An old friend of mine, Dev Khanna, recently directed a feature. He’s done several shorts before (many have played TIFF and they’re great) and I was excited to see his feature, which I got the chance to do last week as part of a private press/friends/word-of-mouth screening intended to introduce the film to pals who may be able to get the word out about it in advance of the theatrical run.
So, biases declared up front, this is a movie directed by a friend of mine, and I definitely would like to help him drum up interest for the theatrical release (the film will have a week long run at the Royal in Toronto starting this weekend). However, I also wanted to write an honest review, because I had so many thoughts about it during and after the screening.
The film takes place in the early ’90s and centres on Anil, a teenage Indian-American boy (born in Jersey, but still the only non-white kid on his team) who goes to a small town in Italy with his soccer team to compete in a tournament. All the boys have high hopes for the trip, mostly revolving around scoring – not on the soccer field, but with the hot italian girls that they’re inevitably going to meet in the picturesque town of Fondi.
Anil is a thoughtful, quiet type, his shyness sometimes manifesting as frustrating timidity and powerlessness and at other times as outright cowardice. When he sees the beautiful au pair of their wealthy host, Anil is immediately smitten. However, an ugly, half-witnessed incident involving one of his teammates ruins his chance for romance and leaves Anil stuck between strong feelings of guilt, desire, impotent rage and confusion.
Even though there are scenes in Fondi ’91 in which certain characters’ actions and inactions were frustrating and their motivations inscrutable, the film made me think. A lot. My only real qualm with it is the fact that the film treats women – and the often troubling things that happen to them – as catalysts for the important things that happen to men. The women are secondary – there to pique Anil’s interest, arouse his desire, make him feel good and bad, and teach him valuable lessons – they’re not agents in their own lives, just supporting players in his.
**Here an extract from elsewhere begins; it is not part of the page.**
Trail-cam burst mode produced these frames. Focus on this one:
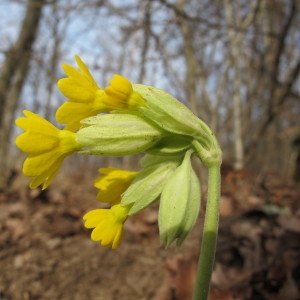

The young au pair – the object of Anil’s desire and the catalyst for all the chaos in the film – is beautiful, innocent, foreign (therefore nearly wordless) and pure. She’s a blank slate onto which Anil can project all his own mixed up feelings. He spends much of the film impotently following her around, desperate for her attention but unable to express this desire. The pain she endures is only relevant as it relates to Anil, and while he also has his share of pain to cope with, his is handled with more depth. The film is about him, after all.
This is a very unusual coming of age story, one which explores not just the innocent desires of well meaning teens, but also sexual pressure and assault – all incredibly complex and uncomfortable subjects to put on screen in what seems, ostensibly, to be a lighthearted romance. In fact, Fondi ’91 is much more than that. It’s a complicated and often sad story about how painful and downright brutal it can be to learn some of life’s most important lessons about love and morality.
Of course, those minor quibbles about the female characters aside, I really enjoyed Fondi ’91. The story has real sensitivity and emotion at its heart, and I think it’s a pretty mature and well crafted debut from a promising Canadian director. I encourage you to go out and see it, Torontonians.